Teaching then vs. than
How should we teach our ESL students the difference between “then” and “than”?
For adult ESL students, explain it like this: We use “than” to compare two things. We use “then” if we are describing a series and it relates to time.
You can give them a practice worksheet, too: https://www.worksheetplace.com/mf_pdf/then-vs-than-2.pdf
For kids’ classes, draw a picture of a scale to compare two sizes of things. For example, a mouse and an elephant to show ‘than.’ Use the sentence, ‘first 1 then 2 then 3″ to demonstrate the meaning of ‘then.’
THAN: Sample Sentences
I am smarter than my little brother.
This flower smells nicer than my shoe!
A bird in the hand is better than two in the bush.
Running is healthier than eating french fries.
THEN: Sample Sentences
To teach ‘then,’ you can scaffold the lesson with easy sample sentences and move on to more complicated examples. Here is a good start:
1, then 2, then 3, then 4
I ate, and then I went to sleep
“First comes love, then comes marriage, then comes the baby in the baby carriage.”
Now and then, we all feel sad.
ESL games to teach than versus then
Incorporating fun games can make teaching the difference between “than” and “then to ESL learners more engaging and effective. Here are some ESL games you can use to teach the difference between “than” and “then”:
Prepare a set of sentences that use “than” or “then” incorrectly. Cut the sentences into individual strips and mix them up. Have students work in pairs or small groups to sort the sentences into two categories: “than” and “then.” This activity helps them practice identifying the correct usage in context.

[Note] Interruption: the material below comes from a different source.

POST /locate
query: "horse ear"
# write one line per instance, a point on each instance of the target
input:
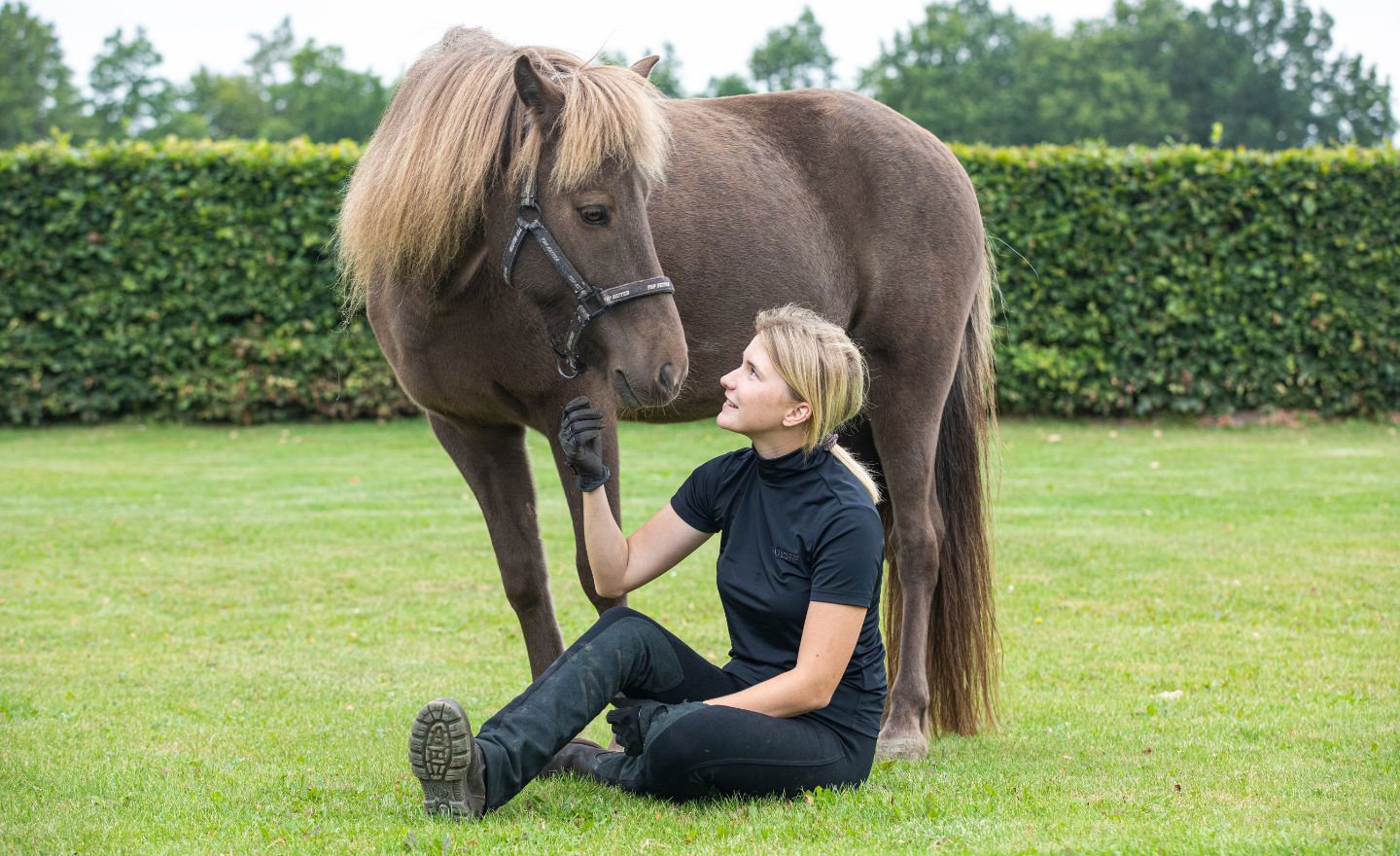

Create flashcards with sentences or phrases using “than” on one side and “then” on the other side. In groups or individually, students should read the sentence and decide whether to place it under the “than” or “then” category. This visual and hands-on approach reinforces the correct usage.
Error Correction Relay
Prepare a series of sentences, some with correct usage and some with incorrect usage of “than” and “then.” Divide the class into teams and give each team a set of sentences. One student from each team runs to the teacher, reads a sentence, and identifies whether it’s correct or incorrect. If incorrect, the student must correct the mistake before returning to their team and passing the sentence to the next teammate. The first team to finish with the most correct sentences wins.
Divide the class into two teams and draw a large board with a race track on it. Write sentences with blanks on the board, leaving space for “than” or “then.” One student from each team comes to the board and fills in the blank with the correct word. The team that provides the correct word first gets to move their marker along the race track. The first team to reach the finish line wins.
Interactive Online Quizzes
Use online ESL platforms that offer quizzes and exercises related to “than” and “then.” Websites like Kahoot!, Quizlet, and Quia provide ready-made quizzes, or you can create your own. These platforms gamify the learning process and provide immediate feedback to students.
Sentence Building Game:
Provide students with a mix of sentence fragments containing “than” or “then.” Challenge them to work in pairs or small groups to create as many correct sentences as possible using the given fragments. This game encourages creativity and reinforces proper sentence structure.
Have students work in pairs or groups to create short stories. Each story should include a few instances of “than” and “then” used correctly. Afterward, groups can take turns sharing their stories with the class, emphasizing the correct usage of the words.